According to the GRSV N protein model, the RNA is primarily bound at the central RNA-binding groove (Fig. 2b), and the key residues for this interaction (K3, K5, Q17, K58, R60, Q61, R94, R95, K183, Y184, K187, K192 and K227) are mainly located in this positively charged groove. This positively charged groove is only possible because residues F37, F56, F72, F74, I79, M91, F93 and L96 form a hydrophobic core, which is indispensable to stabilize the protein folding and to correctly orient the RNA interacting residues towards the groove.
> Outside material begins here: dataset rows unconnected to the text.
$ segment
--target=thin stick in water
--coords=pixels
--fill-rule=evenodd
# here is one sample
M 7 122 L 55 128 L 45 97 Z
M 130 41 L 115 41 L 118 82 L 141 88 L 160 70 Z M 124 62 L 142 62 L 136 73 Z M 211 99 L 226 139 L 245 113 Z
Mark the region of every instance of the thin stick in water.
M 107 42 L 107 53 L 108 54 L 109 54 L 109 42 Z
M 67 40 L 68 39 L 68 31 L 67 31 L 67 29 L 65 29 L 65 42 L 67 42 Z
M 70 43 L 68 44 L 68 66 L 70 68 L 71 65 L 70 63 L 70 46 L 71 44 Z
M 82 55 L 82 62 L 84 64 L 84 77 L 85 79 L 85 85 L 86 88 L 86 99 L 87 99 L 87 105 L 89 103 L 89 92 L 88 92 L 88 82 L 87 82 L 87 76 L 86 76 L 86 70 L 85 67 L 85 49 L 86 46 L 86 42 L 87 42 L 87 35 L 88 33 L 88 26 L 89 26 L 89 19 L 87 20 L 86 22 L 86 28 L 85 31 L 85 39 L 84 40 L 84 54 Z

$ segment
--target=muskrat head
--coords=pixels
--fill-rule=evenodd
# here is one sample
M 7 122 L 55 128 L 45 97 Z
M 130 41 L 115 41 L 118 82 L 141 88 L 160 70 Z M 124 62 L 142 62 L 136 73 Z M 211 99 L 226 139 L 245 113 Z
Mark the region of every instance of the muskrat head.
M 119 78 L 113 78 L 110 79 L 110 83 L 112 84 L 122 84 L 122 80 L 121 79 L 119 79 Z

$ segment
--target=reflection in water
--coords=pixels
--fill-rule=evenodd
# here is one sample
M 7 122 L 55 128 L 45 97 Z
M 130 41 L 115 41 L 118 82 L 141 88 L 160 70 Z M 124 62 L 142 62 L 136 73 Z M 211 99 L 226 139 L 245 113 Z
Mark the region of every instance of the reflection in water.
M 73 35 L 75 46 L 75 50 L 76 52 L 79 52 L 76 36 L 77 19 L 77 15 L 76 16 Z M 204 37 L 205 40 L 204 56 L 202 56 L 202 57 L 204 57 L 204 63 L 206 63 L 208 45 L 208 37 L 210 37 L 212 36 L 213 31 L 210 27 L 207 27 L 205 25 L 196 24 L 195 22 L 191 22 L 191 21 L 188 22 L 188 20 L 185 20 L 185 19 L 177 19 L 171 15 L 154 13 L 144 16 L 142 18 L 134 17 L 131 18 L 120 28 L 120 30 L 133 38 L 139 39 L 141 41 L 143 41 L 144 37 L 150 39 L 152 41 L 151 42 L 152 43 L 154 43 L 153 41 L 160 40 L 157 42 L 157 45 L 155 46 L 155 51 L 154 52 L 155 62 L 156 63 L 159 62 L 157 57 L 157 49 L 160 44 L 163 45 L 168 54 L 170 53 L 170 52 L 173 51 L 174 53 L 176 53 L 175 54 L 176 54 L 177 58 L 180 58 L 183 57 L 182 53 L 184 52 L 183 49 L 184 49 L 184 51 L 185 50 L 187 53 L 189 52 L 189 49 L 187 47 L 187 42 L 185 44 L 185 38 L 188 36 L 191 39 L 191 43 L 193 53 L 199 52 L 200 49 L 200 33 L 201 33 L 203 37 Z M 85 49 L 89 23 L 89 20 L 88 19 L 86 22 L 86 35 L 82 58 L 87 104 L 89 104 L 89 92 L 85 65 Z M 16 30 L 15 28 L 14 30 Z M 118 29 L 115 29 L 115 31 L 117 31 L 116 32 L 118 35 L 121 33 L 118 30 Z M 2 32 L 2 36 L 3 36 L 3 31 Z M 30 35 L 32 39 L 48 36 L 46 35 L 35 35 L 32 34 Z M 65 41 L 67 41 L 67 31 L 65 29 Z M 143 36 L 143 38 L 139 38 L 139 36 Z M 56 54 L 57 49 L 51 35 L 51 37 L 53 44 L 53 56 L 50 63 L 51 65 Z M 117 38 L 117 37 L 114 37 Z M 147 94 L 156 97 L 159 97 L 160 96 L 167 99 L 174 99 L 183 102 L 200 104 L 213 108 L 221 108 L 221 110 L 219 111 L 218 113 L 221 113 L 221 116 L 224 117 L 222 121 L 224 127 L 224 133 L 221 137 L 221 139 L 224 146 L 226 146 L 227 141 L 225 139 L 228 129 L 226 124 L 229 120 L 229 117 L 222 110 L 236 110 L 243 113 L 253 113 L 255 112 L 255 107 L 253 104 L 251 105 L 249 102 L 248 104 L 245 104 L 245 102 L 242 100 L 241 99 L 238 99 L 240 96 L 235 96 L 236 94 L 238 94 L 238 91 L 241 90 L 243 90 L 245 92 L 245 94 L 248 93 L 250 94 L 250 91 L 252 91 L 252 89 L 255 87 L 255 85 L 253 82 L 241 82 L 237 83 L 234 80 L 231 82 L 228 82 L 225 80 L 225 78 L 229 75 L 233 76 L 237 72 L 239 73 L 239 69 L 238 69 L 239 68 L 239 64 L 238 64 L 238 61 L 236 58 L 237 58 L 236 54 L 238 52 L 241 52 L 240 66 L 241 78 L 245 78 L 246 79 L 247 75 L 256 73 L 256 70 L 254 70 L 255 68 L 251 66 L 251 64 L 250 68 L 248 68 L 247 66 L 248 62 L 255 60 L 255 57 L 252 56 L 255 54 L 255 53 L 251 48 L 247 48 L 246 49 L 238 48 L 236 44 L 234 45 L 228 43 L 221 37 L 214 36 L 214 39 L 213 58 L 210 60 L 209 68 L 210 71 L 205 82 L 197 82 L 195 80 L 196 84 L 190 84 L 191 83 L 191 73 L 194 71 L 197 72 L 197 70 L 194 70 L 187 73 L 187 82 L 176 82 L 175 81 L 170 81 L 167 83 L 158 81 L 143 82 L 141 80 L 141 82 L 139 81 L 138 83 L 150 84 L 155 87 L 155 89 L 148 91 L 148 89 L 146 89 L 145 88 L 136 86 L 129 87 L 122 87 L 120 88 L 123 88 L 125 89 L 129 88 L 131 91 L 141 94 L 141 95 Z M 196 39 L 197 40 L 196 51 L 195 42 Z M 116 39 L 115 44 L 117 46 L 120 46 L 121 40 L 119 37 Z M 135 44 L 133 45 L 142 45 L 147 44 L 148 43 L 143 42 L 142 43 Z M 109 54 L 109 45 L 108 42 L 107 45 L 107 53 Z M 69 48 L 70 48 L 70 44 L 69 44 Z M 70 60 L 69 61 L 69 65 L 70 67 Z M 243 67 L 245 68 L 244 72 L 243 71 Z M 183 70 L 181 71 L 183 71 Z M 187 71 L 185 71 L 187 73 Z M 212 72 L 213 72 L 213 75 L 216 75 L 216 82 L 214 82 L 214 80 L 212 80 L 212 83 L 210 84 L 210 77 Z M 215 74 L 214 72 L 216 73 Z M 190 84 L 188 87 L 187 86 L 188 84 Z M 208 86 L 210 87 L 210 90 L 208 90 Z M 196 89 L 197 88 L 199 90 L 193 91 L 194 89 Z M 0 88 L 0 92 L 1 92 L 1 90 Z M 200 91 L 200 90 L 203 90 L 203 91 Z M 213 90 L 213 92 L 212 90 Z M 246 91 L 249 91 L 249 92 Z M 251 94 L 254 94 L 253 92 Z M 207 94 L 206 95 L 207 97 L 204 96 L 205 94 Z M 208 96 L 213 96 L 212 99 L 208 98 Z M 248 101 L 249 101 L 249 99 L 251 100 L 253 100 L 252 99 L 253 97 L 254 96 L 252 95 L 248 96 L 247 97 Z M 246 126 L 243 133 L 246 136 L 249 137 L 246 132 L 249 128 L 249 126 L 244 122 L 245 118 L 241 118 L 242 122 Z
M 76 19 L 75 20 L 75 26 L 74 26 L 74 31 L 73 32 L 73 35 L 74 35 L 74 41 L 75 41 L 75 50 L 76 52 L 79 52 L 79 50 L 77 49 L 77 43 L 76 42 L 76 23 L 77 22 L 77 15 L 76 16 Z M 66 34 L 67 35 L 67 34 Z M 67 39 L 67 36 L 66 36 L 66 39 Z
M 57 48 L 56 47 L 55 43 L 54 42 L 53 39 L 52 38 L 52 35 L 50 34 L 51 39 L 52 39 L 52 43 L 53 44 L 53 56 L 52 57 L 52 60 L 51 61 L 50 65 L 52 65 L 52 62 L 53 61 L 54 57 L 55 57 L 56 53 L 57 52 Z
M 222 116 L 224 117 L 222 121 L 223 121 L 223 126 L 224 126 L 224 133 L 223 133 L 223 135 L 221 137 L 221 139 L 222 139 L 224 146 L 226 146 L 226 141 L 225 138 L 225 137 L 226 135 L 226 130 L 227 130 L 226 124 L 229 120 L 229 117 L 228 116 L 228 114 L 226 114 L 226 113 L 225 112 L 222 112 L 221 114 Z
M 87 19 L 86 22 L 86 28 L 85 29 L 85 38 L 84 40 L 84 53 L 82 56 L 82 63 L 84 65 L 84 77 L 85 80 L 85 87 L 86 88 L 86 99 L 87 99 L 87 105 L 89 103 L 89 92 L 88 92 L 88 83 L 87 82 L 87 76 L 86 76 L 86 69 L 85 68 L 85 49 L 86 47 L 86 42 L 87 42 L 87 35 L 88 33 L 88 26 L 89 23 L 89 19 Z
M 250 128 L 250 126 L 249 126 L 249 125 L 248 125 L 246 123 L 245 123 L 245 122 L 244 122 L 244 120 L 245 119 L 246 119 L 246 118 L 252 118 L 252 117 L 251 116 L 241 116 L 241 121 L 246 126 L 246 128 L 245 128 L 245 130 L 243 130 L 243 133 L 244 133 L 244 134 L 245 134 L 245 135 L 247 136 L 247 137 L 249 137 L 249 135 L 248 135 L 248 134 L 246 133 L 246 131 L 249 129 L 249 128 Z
Importantly, these residues are highly conserved among all tospoviruses (Fig. 3). Note that the N-terminal arm is also involved in RNA binding and shielding RNA from the solvent (Fig. 2c-d). Residues F23, L54, F56, L57 and F93 were observed to modulate the RNA nucleobases dynamics during the performed simulation, while the N-terminal arm seems to play a stabilization role during MD simulations of GRSV N protein (Fig. 4a and b). In addition, the content of alpha-helices in GRSV N protein bound to RNA increased 25 % during the simulation in comparison to the free monomer (Fig. 4d), suggesting that, in the simulated timescale, the monomeric state does not present a lack of conformational stability in detriment of oligomeric states, as observed experimentally for other viruses [32, 33].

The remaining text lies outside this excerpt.